2. Approach In the following, an approach for identifying the most likely activity sequence in a resourceconstrained stochastic network is proposed. The approach consists of two stages: Stage 1 is to construct a scenario tree. We use the concept of qualitative simulation graph methodology (QSGM), which was proposed by Ingalls and Morrice [8], to build a set of paths for each deterministic resource-constrained network, generated by a configuration of activity durations. Further discussion about QSGM is presented in the Appendix. A path is defined as a feasible sequence of activity events in the project. (Note that the term ‘‘feasible’’ means that the schedule meets both constraints of resource and precedence.) Then we integrate all feasible paths, generated by a specified number of configurations, into a scenario tree. A configuration is defined as a set of activity duration realizations, one realization for each activity in the project. A path from the root to an extremity of the event tree represents a schedule. With each path, a given probability is associated (the ratio of the occurrence number of the path over the total number of iterations). Hence, the resulting scenario tree, which consists of events, decision forks, and chance forks, represents all possible paths that a project execution can follow. As the project is executed, some forks will be encountered. Each fork in the tree is either a decision fork, whose branches consist of alternative courses of action to decide which activity (or activities) should be performed first when resource conflict is occurred or a chance fork, whose branches consist of the uncertainties resulting from an uncertain duration of activity.
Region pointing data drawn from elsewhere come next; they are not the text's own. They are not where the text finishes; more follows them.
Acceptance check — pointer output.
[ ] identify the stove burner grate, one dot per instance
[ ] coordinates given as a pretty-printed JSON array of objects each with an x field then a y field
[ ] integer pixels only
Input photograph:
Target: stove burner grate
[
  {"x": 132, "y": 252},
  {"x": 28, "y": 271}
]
After simulating and integrating all of the possible event sequences of activities in the project, the integrated scenario tree consists of three parts of information. The first is the decision fork, which resulted from the resource conflict; the second is the chance fork, which comes from the uncertain activity durations; the third is that with each path, a given probability and the length are associated. Once all feasible paths are generated by simulating a large enough number of configurations, then a scenario tree, which consists of all possible and approximately complete paths, can be presented. Based on the integrated scenario tree and a specified objective function, we can perform our proposed pruning procedure to get a reduced scenario tree. Stage 2 is a backward-pruning procedure, subsequently adopted to eliminate the worse branches of the scenario tree with the larger average project durations. The procedure leads us to the reduced scenario tree. The information embedded in the reduced scenario tree only includes (activity-start and -finish) events, chance forks, and with each path a given probability is associated. At each decision fork, a decision would be made when there are multiple activities that could start the process, but there is a lack of available resources to start all the activities. The scheduler would decide which activity (or activities) would be allocated the constrained resources. The backward-pruning procedure is described in detail as follows. Step 1: Examine each fork in the scenario tree from the right-most to the root. If it is a chance fork, go to Step 2; or if it is a decision fork, go to Step 3; otherwise, examine the nearby ones. If there is no fork and the root of the scenario tree is reached, go to Step 4. Step 2: Calculate the expected project duration of the chance fork by summing the expected project duration of each branch path. Step 3: Prune away the branch with the worse objective function. Step 4:

A reduced scenario tree is obtained.

By our proposed approach, the complexity of the problem can be simplified into a reduced scenario tree; the project manager can easily identify the most likely activity sequence in the reduced scenario tree.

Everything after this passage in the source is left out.